Tower undimmed his screen and cautiously looked over the ridge. Sarge was right. The three port-o-cannons that had been in view before were still there.
“Oh, dammit, that can't be right!”
“What can't be right?”
But before Ready answered, Tower realized what he was about to say. Calling up the platoon summary showed an entire squad had gone dark. Offline, which under the circumstances almost surely meant KIA.
“Shit!” It was bad, Tower realized. Sarge never swore on the platoon channel, he usually reserved his more colorful language for the team net. “Lieutenant, we've got a Code Blue. Repeat, Code Blue, dammit!”
Tower could hear the other men swearing. Somehow, someone had screwed up along the way. Badly screwed up. The orbital strike for which the Lieutenant called had gone awry and taken out twelve Marines. Not even battle armor could withstand the fearsome main guns of a star cruiser. They would have been smashed like bugs beneath a hard-soled boot.
“The coordinates were correct! I checked them twice, sergeant!” The lieutenant sounded uncharacteristically rattled. “I'm checking them again…look, they were right!”
“It's not your fault, sir.” Sarge was quick to reassure him. “Someone up there is probably getting an Alpha Charlie about now. Damn squids!”
“Dammit, what do I do? We can't move in until we clear out those fusion cannons!”
“Call it in again, sir. Navy can hardly kill them twice.”
There was a moment of comm silence, broken only by the strange zap-barking of the fusion cannon and the subsequent detonations.
“All right, men. Incoming in twenty.”
Again, they hit the deck. Again, the wrath of a thousand angry gods smote the earth in a hellish series of gargantuan detonations that left Tower feeling detached, almost dreamy, as if he was having an out-of-body experience. But no sooner had the orbital barrage ended than the Pandorians began firing again.

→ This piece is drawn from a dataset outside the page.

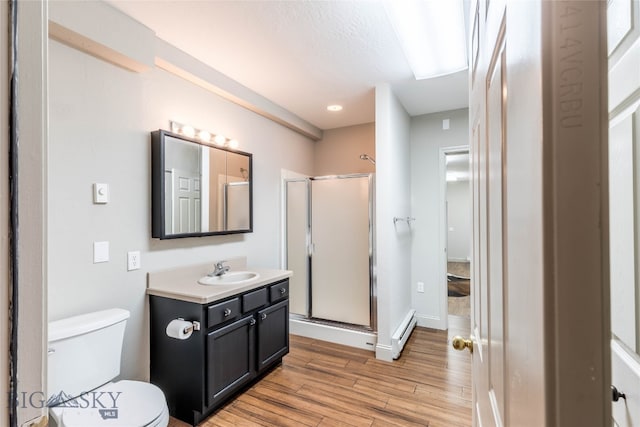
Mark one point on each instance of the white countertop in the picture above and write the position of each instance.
(182, 283)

“The hell?” Sarge swore. Tower looked over the ridge and was appalled to see scores of Pandorians pouring out of the spaceport buildings, counterattacking under the suppressing fire of the mobile artillery. “Lieutenant? Billy? Daniels? Dammit, where are you all at?”

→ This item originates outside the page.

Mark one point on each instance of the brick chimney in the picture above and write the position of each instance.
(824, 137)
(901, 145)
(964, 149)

They were dead, Tower realized. About four hundred meters off to their left was a smaller hill overlooking the spaceport. Lieutenant Bosson, the platoon HQ, and Alpha Squad had taken up positions on the slope, behind the crest. Now the hill simply wasn't there anymore; great gouts of glowing, overheated smoke were rising from where it had been. He called up the platoon summary. Thirteen more Marines were now offline.
Tower was bewildered. He knew blue-on-blue events could happen, but how had the lieutenant somehow managed to call for the orbital right on top of his own head? Lieutenant Bosson was right sharp, even the buck sergeants respected him.
“The bastards knew!” Ready exclaimed, even as he crawled over the crest and commenced firing. One Pandorian dropped, then a second, followed by a third. At this range, he was one shot, one kill-lethal. “Sarge, they had to know!”
“Who knew, the Pandorians? How could they know the bloody Navy bolos would drop their loads on us?”
“They must have compromised our comm links somehow!”
“That's impossible!”
But Tower had the terrible feeling he might have an idea about how they might have done it.
“Fall back, Charlie!” Tower recognized the voice of the company CO ordering the other squad to retreat. A new objective flashed in green some 10 kilometers behind. “Sergeant Nichols, sitrep! Can you hold long enough to permit an extraction?”
“Negative, Captain! We got a major clusterfugazi developing here. Code Blue! They're counterattacking, they've got eight, no, nine Cobras, my effectives count is well over 100 and climbing, and I've got fuck-all to stop them! Arrow, bogey at three-thirty!”
Tower stopped firing his plasma and looked up to see a hovercraft swooping down in their direction, lasers blazing. He still couldn't achieve a proper lock, so he lined up the crosshairs manually and dumb-fired four missiles in quick succession, figuring there was no point in saving them for when he was dead. Three of them missed, but one struck home, and the hovercraft suddenly spun into a twisting dive as it ceased to defy gravity. A second hovercraft he hadn't seen abruptly pulled up and turned away before he could even take aim at it. Score one for the old school, he thought to himself.